Das Paper „Revisiting Prime+Prune+Probe: Pitfalls and Remedies“ von Moritz Peters, Florian Stolz, Jan Philipp Thoma, Tim Güneysu und Yuval Yarom wurde für die ACSAC 2025 akzeptiert.
Abstract
Randomizing the mapping of memory addresses to cache locations is a promising approach for protecting computer systems against cache attacks. Multiple randomized caches have been proposed recently, with the aim of preventing adversaries from creating eviction sets – collections of addresses that compete with target memory addresses on cache space. However, Purnal et al. (IEEE SP 2021) demonstrated the PRIME+PRUNE+PROBE attack, which allows attackers to efficiently build generalized eviction sets, which evict the target memory address with a high probability. As the complexity of constructing eviction set is a key factor in randomized cache design, the PRIME+PRUNE+PROBE attack significantly reduces the security bounds of these randomizing designs.
Since the PRIME+PRUNE+PROBE attack is probabilistic, generalized eviction sets often get stuck after repeated use, making them ineffective for typical cache attack settings.

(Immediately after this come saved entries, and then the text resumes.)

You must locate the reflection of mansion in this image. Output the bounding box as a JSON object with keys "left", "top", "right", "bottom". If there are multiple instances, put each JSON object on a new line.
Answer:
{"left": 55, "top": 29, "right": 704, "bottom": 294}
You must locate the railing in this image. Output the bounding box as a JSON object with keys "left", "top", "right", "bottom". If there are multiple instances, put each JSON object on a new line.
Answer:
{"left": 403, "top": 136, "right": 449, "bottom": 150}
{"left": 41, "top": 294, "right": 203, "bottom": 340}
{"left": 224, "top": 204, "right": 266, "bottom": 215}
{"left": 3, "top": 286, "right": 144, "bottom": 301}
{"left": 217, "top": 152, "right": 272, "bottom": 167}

Prior works have noticed this behavior and proposed mitigation approaches, based on evicting members of the eviction set from the cache, using either probabilistically, by random memory accesses, or directly, using dedicated flush instructions. However, these techniques are not accompanied by an analysis of their effectiveness or any evaluation of their success.

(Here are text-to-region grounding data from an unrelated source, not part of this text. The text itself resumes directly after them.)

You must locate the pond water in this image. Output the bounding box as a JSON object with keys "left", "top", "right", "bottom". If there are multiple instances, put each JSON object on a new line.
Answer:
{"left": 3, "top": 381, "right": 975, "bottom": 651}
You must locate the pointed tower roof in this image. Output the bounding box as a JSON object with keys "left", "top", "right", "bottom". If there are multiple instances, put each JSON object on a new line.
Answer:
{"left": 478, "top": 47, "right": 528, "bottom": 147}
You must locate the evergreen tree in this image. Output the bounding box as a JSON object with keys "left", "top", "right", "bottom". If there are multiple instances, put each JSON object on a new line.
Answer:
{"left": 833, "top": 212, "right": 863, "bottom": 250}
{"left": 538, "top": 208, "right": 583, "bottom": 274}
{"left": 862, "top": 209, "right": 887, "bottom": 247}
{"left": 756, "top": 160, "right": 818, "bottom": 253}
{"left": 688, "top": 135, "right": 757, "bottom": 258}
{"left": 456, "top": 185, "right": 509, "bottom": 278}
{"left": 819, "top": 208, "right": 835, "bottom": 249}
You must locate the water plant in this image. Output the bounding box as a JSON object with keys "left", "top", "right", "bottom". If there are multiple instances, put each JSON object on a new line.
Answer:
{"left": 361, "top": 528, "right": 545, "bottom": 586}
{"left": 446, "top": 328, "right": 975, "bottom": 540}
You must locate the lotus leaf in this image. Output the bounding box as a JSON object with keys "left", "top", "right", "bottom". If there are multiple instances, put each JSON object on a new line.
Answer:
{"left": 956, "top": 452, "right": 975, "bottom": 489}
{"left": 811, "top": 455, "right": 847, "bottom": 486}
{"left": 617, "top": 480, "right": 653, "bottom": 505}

In this work we revisit the analysis of the PRIME+PRUNE+PROBE in light of the possibility of eviction sets getting stuck. We first observe that flushing does not behave as anticipated in realistic cache architectures where invalid cache lines are filled first before evicting other lines. We also propose a new technique for allowing repeated attacks – combining random noise with flushing. We conduct an in-depth analysis of all discussed techniques and compare their complexity attacking an AES T-table implementation. We find that combining probabilistic eviction with flushing outperforms the traditional approaches by a factor of two, allowing attackers to run with higher granularity, being able to observe victim processes even better than before.